Ar-Ge projelerine önem verdiklerine dikkati çeken Haluk Görgün, rek, “ArGe alanında vermekte olduğumuz destekler, yerli teknoloji geliştirme sürecine katkı sağlıyor, kritik teknolojilerin dışa bağımlılığını azaltıyor ve Türk sanayicisinin yenilikçi projelerde yer almasını teşvik ediyor. Geçtiğimiz yıl, 28 farklı firma, kurum ve kuruluş ile 20 Ar-Ge projesi imzaladık, 15 projeyi tamamladık, 4 adet savunma sanayisi geniş alan çağrısı yayımladık ve toplam 216 başvuruyu inceledik” açıklamasını yaptı. .

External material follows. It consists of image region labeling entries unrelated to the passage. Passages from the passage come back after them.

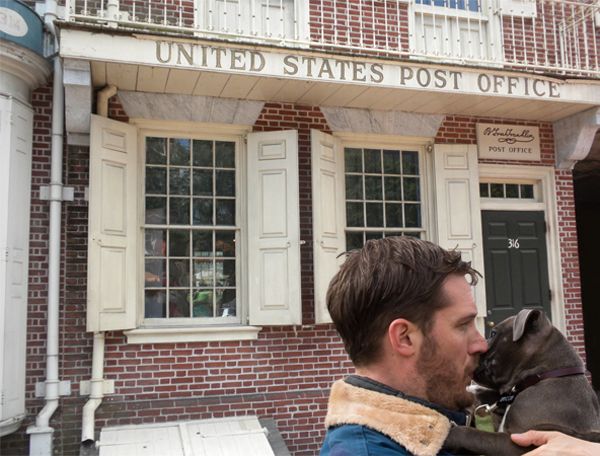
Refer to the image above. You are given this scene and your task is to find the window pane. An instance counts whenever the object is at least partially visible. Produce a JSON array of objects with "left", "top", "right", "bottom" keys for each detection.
[
  {"left": 344, "top": 149, "right": 362, "bottom": 173},
  {"left": 146, "top": 138, "right": 167, "bottom": 165},
  {"left": 216, "top": 288, "right": 237, "bottom": 317},
  {"left": 385, "top": 203, "right": 404, "bottom": 228},
  {"left": 479, "top": 184, "right": 490, "bottom": 198},
  {"left": 169, "top": 168, "right": 190, "bottom": 195},
  {"left": 215, "top": 260, "right": 235, "bottom": 287},
  {"left": 366, "top": 203, "right": 383, "bottom": 226},
  {"left": 194, "top": 260, "right": 215, "bottom": 287},
  {"left": 169, "top": 198, "right": 190, "bottom": 225},
  {"left": 169, "top": 259, "right": 190, "bottom": 287},
  {"left": 193, "top": 139, "right": 213, "bottom": 167},
  {"left": 144, "top": 260, "right": 167, "bottom": 288},
  {"left": 144, "top": 290, "right": 167, "bottom": 318},
  {"left": 215, "top": 141, "right": 235, "bottom": 168},
  {"left": 193, "top": 198, "right": 213, "bottom": 225},
  {"left": 215, "top": 199, "right": 235, "bottom": 225},
  {"left": 169, "top": 290, "right": 190, "bottom": 318},
  {"left": 521, "top": 184, "right": 533, "bottom": 199},
  {"left": 365, "top": 176, "right": 383, "bottom": 200},
  {"left": 169, "top": 230, "right": 190, "bottom": 257},
  {"left": 402, "top": 151, "right": 419, "bottom": 174},
  {"left": 146, "top": 166, "right": 167, "bottom": 195},
  {"left": 194, "top": 169, "right": 213, "bottom": 196},
  {"left": 346, "top": 175, "right": 363, "bottom": 199},
  {"left": 490, "top": 184, "right": 504, "bottom": 198},
  {"left": 402, "top": 177, "right": 421, "bottom": 201},
  {"left": 506, "top": 184, "right": 519, "bottom": 198},
  {"left": 144, "top": 230, "right": 167, "bottom": 256},
  {"left": 384, "top": 176, "right": 402, "bottom": 201},
  {"left": 146, "top": 196, "right": 167, "bottom": 225},
  {"left": 346, "top": 232, "right": 363, "bottom": 250},
  {"left": 383, "top": 150, "right": 400, "bottom": 174},
  {"left": 365, "top": 149, "right": 381, "bottom": 173},
  {"left": 192, "top": 290, "right": 214, "bottom": 317},
  {"left": 169, "top": 138, "right": 190, "bottom": 166},
  {"left": 346, "top": 203, "right": 365, "bottom": 226},
  {"left": 404, "top": 204, "right": 421, "bottom": 228},
  {"left": 215, "top": 171, "right": 235, "bottom": 196},
  {"left": 192, "top": 231, "right": 213, "bottom": 257},
  {"left": 215, "top": 231, "right": 235, "bottom": 257}
]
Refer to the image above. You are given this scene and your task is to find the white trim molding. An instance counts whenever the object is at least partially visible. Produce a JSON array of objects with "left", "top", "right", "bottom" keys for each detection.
[{"left": 123, "top": 326, "right": 262, "bottom": 344}]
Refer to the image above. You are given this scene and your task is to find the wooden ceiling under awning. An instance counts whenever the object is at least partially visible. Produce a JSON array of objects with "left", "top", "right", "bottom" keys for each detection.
[{"left": 91, "top": 61, "right": 593, "bottom": 122}]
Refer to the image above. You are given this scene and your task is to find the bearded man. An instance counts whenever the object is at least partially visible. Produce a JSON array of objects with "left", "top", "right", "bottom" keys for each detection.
[{"left": 321, "top": 236, "right": 487, "bottom": 456}]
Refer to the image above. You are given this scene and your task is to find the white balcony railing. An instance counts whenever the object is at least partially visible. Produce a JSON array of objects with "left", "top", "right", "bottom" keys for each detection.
[{"left": 65, "top": 0, "right": 600, "bottom": 78}]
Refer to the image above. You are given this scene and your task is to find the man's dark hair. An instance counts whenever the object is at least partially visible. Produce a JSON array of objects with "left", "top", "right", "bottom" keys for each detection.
[{"left": 327, "top": 236, "right": 479, "bottom": 366}]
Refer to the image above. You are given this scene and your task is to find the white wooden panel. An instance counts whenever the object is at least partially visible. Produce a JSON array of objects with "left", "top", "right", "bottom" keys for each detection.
[
  {"left": 0, "top": 96, "right": 33, "bottom": 421},
  {"left": 445, "top": 179, "right": 473, "bottom": 239},
  {"left": 87, "top": 115, "right": 139, "bottom": 331},
  {"left": 98, "top": 416, "right": 274, "bottom": 456},
  {"left": 434, "top": 144, "right": 486, "bottom": 316},
  {"left": 258, "top": 169, "right": 288, "bottom": 237},
  {"left": 260, "top": 249, "right": 290, "bottom": 310},
  {"left": 311, "top": 130, "right": 346, "bottom": 323},
  {"left": 247, "top": 130, "right": 302, "bottom": 325}
]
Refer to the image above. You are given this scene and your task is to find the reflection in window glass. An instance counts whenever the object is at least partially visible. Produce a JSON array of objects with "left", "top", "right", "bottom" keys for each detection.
[
  {"left": 144, "top": 137, "right": 239, "bottom": 323},
  {"left": 344, "top": 148, "right": 423, "bottom": 250}
]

İhracatın finasmanı için Eximbank'la çalışıyoruz

Sektörde ihracatın finansmanı konusunda Eximbank ile koordineli çalıştıklarını vurgulayan Haluk Görgün, “Savunma sanayisinde başarının sürdürülebilirliği için önümüzdeki dönem stratejilerimizde, verimlilik, ihracat, dijital güvenlik ve dönüşüm ile çift kullanımlılık öncelikli amaçlarımız arasında yer alacaktır. Bununla birlikte çığır açan teknolojiler, finansal kaynakların çeşitlendirilerek artırılması, sanayimizdeki yeteneklerin KOBİ ve yeni girişimleri destekleyecek şekilde etkin kullanımı, kaynak yönetimi ve ömür devri yönetimi konuları da odaklanacağımız diğer alanlar arasında olacaktır” dedi.